- Born: Helen Johnson Doyle Sioussat February 11, 1902
- Died: December 2, 1995 (aged 93)
- Education: Goucher College
- Occupation: Broadcasting executive

= Helen Sioussat =

American network executive

Helen Johnson Doyle Sioussat (February 11, 1902 – December 2, 1995) was a network executive in the early days of American television, serving as the director of talks and public affairs at CBS radio from 1937 to 1958. She created and hosted the first roundtable discussion program on television.

== Early years ==
Helen Sioussat was the daughter of Maurice Joseph Talleyrand Sioussat Born in Baltimore, she was orphaned at the age of seven and raised by her aunt. She graduated from Western High School and Goucher College and then pursued a varied career in business, holding roles such as secretary, dental assistant, business manager, and assistant treasurer. She also had a brief career as a professional dancer, lasting about a year.

== Broadcasting career ==
Sioussat entered the broadcasting industry as an assistant to Phillips Lord, a renowned radio producer. Despite being one of approximately 200 applicants, she candidly admitted to having no experience or knowledge of radio and not even owning a radio receiver.

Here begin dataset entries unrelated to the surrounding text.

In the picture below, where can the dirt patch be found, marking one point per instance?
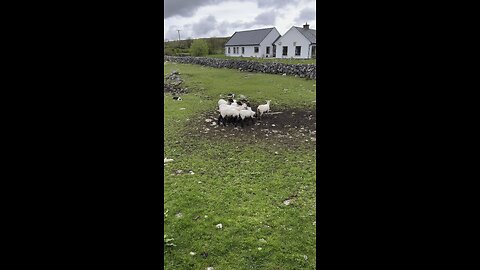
(289, 126)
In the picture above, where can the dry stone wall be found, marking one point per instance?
(308, 71)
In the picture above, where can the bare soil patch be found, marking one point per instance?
(289, 126)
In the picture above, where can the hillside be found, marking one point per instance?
(181, 47)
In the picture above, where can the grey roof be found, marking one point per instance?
(310, 34)
(250, 37)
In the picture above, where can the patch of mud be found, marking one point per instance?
(289, 126)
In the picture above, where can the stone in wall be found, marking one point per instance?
(308, 71)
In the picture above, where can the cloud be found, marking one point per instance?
(205, 26)
(266, 18)
(276, 3)
(184, 8)
(306, 14)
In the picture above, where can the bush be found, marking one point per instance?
(199, 48)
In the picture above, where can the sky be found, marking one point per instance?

When Lord offered her a starting salary of $50 per week, she negotiated for more, arguing that her lack of experience would make the job more challenging. By the time she reached home, Lord had called back with a revised offer of $65 per week. Initially, she managed Lord's Washington office, gathering official information for his G-Men program. After that program was canceled, she was transferred to New York and took charge of all Lord's programs, including Gang Busters, Mr. District Attorney, and Seth Parker. Her responsibilities expanded to include selecting cast members, directed rehearsals, and writing and revising scripts.

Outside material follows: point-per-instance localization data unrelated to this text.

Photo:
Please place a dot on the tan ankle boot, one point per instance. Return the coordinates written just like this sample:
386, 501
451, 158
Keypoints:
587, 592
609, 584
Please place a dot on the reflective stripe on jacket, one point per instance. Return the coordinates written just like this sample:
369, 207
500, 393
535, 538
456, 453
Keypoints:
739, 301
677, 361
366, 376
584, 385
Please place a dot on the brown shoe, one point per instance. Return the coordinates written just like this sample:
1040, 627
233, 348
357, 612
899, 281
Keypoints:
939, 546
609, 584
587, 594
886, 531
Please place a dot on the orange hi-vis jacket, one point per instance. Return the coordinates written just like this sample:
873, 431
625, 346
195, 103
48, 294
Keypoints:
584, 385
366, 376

In 1936, Edward R. Murrow, director of talks at CBS hired Sioussat to be his assistant. The following year, she replaced Murrow when he left that post to go to London. After a simultaneous realignment of duties at the network, she became responsible for all CBS non-commercial public affairs programs. Sioussat helped to formulate policies under the new setup, including fairness in granting air time to those who sought it. Her duties also included editing Talks, a quarterly digest published by CBS. Acceptance did not come easily in the male-dominated atmosphere that existed then. A vice president refused to authorize letterhead and business cards showing her as department head until the CBS legal department overruled him. When a male assistant was hired, he began the job at a higher salary than hers. She received raises later, but that initial discrepancy rankled her.

Table Talk with Helen Sioussat was "the first question–and-answer discussion program on CBS." It was broadcast from a CBS-TV studio in Grand Central Station in 1941-1943 on experimental station W2XAB, and its format worked well enough that it was essentially copied in later talk programs.

== Other professional activities ==
Sioussat was a co-founder of American Women in Radio and Television, an organization to support female workers in media. She also wrote the book Mikes Don't Bite and wrote both the music and the lyrics for four songs.

== Personal life ==
Sioussat was married twice and divorced twice by 1934. A feature article in The Baltimore Sun in 1953 described her as "an Elsa Maxwell type party-giver and party-goer".

== Papers ==
Helen Sioussat papers are housed in the Library of American Broadcasting at the University of Maryland libraries. Donated in 1995, the collection includes citations, correspondence, financial records, manuscripts, photographs, press releases, transcripts, and other items.